Nothing helps understanding a routing protocol and it's behaviors more than
trying to equipment from 2 different vendors to talk the way you intend them
to. Although your question was in regards to the IE written exam, think
bigger. Trying to see a bigger picture helped me to understand how Cisco did
things.

-chris


----- Original Message -----
From: "Howard C. Berkowitz" 
To: 
Sent: Friday, December 27, 2002 12:23 PM
Subject: Re: CCIE Written ..plz help [7:59829]
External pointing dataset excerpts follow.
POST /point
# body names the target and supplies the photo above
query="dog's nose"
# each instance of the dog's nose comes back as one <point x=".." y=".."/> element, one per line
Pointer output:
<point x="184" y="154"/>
> At 11:31 AM +0000 12/27/02, irfan siddiqui wrote:
> >Hi, does anyone know if we have to memorize RFC's for the CCIE written
exam.
> >Do they ask things like RFC's. Also if anyone has attempted the exam
> >recently can they give any advice about wat u need to know and wat stuff
to
> >memorize if any.I am scheduled to give the exam next week and i still
feel
> >shaky. Thanks in advance . Irfan
>
> I've WRITTEN RFCs and don't have them memorized.  That being said,
> UNDERSTANDING key RFCs is important. If you can't easily read a
> protocol RFC at the general, not developer level, you may not be
> ready for the written.  Yes, I agree that finite state machines won't
> be explicitly tested on the written, but I think it's very hard to
> understand protocol behavior without a sense of FSMs, TLVs, etc.
>
> Memorizing the numbers of RFCs?  Maybe, although it's foolish if
> Cisco expects that.  There even can be subtleties -- people usually
> say the first RFC describing IPv4 was RFC791, but that was the first
> practical one -- RFC760 came a little earlier.